For the final step we need to do some custom data processing. Download the TSV table that represents OTU table joined with the BLAST results against UNITE and load it into R with the following code (note where the input file name is specified as the first argument for the read_tsv() function).

library(tidyverse)
library(readr)

# Function to process column names
clean_colnames <- function(x) {
  x %>%
    # Remove leading hash
    str_remove("^#") %>%
    # For columns matching C\d+P\d+, keep only that part
    str_replace("^(C\\d+P\\d+)_.*$", "\\1")
}

# Read and process the data
df <- read_tsv("../data/Galaxy.tabular.tsv", 
               na = "N/A",
               col_types = cols(
                 `#OTU ID` = col_character(),
                 `#Query ID` = col_character(),
                 `#Subject` = col_character(),
                 `#Subject accession` = col_character(),
                 `#Subject Taxonomy ID` = col_character(),
                 `#Source` = col_character(),
                 `#Taxonomy` = col_character(),
                 `#Identity percentage` = col_double(),
                 `#Coverage` = col_integer(),
                 `#evalue` = col_double(),
                 `#bitscore` = col_integer(),
                 .default = col_integer()
               )) %>%
  rename_with(clean_colnames) %>%
  # Set OTU ID as row names and remove the column
  column_to_rownames(var = "OTU ID") %>%
  # Filter for Fungi only
  filter(str_detect(Taxonomy, "^Fungi")) %>%
  # Ensure C\d+P\d+ columns are integers
  mutate(across(matches("^C\\d+P\\d+$"), as.integer)) %>%
  # Create sum columns for each altitude
  mutate(
    C1_total = C1P1 + C1P2 + C1P3,
    C3_total = C3P1 + C3P2 + C3P3,
    C5_total = C5P1 + C5P2 + C5P3,
    C7_total = C7P1 + C7P2 + C7P3
  ) %>%
  # Create presence/absence columns (1 if total > 0, 0 otherwise)
  mutate(
    C1_presence = if_else(C1_total > 0, 1L, 0L),
    C3_presence = if_else(C3_total > 0, 1L, 0L),
    C5_presence = if_else(C5_total > 0, 1L, 0L),
    C7_presence = if_else(C7_total > 0, 1L, 0L)
  )

# Calculate species diversity for each altitude
diversity <- data.frame(
  Altitude = c("C1", "C3", "C5", "C7"),
  Species_Diversity = c(
    sum(df$C1_presence),
    sum(df$C3_presence),
    sum(df$C5_presence),
    sum(df$C7_presence)
  )
)

# Display results
print("Species diversity by altitude:")
print(diversity)

The deep sequence data in the full data set (we used only a subset for this practical) indicate that fungal community composition correlates most strongly with elevation, with many fungi showing preference for a certain altitudinal forest type.
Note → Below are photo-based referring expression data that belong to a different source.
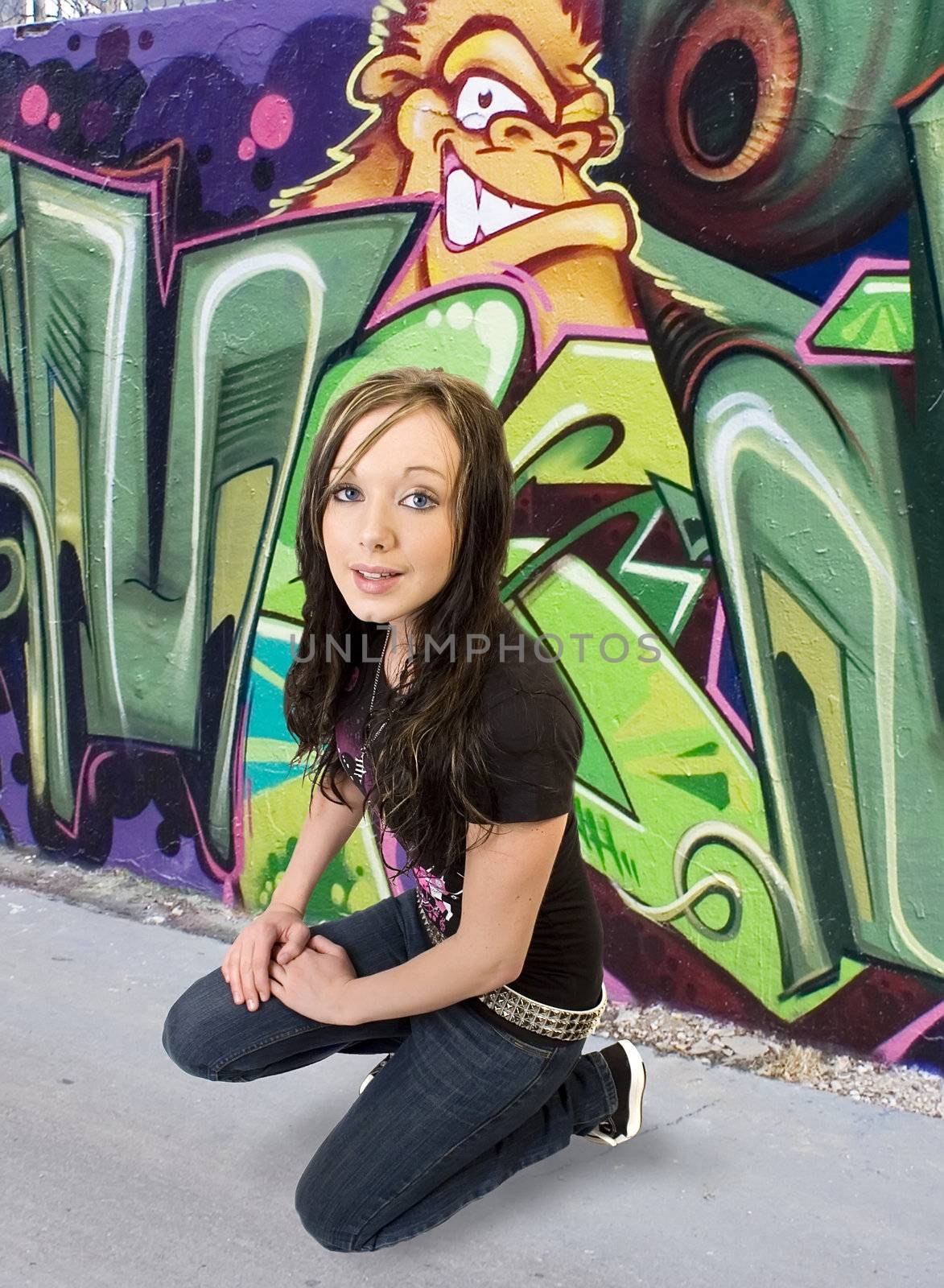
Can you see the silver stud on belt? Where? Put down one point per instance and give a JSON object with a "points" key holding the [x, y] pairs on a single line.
{"points": [[554, 1022]]}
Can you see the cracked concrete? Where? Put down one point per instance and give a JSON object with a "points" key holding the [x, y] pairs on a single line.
{"points": [[699, 1037], [117, 1167]]}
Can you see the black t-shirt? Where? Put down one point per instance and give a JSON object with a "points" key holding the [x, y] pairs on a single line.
{"points": [[538, 738]]}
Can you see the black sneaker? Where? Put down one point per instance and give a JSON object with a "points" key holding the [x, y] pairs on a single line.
{"points": [[373, 1072], [629, 1073]]}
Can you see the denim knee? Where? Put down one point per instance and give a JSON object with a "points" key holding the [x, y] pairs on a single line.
{"points": [[180, 1038], [317, 1211]]}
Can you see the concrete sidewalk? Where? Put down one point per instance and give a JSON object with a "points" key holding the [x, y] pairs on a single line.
{"points": [[119, 1169]]}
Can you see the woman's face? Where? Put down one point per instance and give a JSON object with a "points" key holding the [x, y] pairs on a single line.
{"points": [[394, 510]]}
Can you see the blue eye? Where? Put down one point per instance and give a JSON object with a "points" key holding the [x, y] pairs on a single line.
{"points": [[425, 497]]}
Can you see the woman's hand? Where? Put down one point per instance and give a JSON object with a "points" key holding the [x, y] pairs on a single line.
{"points": [[246, 965], [315, 982]]}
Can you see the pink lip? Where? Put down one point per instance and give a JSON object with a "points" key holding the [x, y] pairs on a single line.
{"points": [[373, 586]]}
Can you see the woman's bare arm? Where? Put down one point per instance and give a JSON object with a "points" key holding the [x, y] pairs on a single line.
{"points": [[326, 828], [502, 888]]}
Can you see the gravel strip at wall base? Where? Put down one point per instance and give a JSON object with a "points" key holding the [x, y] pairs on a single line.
{"points": [[124, 894]]}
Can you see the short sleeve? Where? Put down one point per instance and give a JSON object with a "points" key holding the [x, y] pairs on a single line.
{"points": [[534, 746]]}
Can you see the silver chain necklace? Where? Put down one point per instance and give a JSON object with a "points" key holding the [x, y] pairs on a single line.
{"points": [[361, 760]]}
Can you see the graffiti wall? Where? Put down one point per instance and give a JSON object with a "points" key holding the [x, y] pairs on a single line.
{"points": [[695, 251]]}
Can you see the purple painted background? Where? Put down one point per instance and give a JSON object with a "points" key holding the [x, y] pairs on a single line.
{"points": [[107, 92]]}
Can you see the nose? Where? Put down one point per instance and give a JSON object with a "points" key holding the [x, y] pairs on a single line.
{"points": [[513, 132], [377, 532]]}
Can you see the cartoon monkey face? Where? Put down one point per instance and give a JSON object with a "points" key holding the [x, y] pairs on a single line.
{"points": [[497, 113]]}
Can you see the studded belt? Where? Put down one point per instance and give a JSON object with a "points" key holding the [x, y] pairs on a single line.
{"points": [[554, 1022]]}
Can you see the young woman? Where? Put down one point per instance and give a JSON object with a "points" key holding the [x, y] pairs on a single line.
{"points": [[423, 700]]}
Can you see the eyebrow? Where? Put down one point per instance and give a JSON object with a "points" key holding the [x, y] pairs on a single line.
{"points": [[410, 469]]}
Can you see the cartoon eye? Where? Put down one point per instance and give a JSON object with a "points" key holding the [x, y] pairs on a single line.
{"points": [[480, 98]]}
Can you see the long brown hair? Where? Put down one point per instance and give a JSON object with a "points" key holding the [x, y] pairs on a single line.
{"points": [[433, 746]]}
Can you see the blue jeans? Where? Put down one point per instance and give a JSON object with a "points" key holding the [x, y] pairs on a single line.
{"points": [[461, 1105]]}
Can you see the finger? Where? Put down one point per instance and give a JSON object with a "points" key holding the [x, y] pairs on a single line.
{"points": [[246, 980], [296, 939], [261, 976]]}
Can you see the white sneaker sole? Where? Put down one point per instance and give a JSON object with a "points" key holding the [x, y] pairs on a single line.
{"points": [[637, 1092], [373, 1072]]}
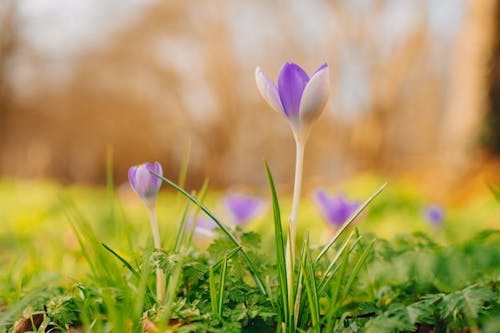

For example, ectomycorrhizal and root endophytic fungi were most diverse in the montane cloud forests, particularly at sites dominated by Alnus acuminata, while the diversity values of various saprobic groups were highest at lower elevations. Despite the strong altitudinal community turnover, fungal diversity was comparable across the different zonal forest types. Besides elevation, soil pH, N, P, and organic matter contents correlated with fungal community structure as well, although most of these variables were co-correlated with elevation. Our data provide an unprecedented insight into the high diversity and spatial distribution of fungi in the Yungas forests.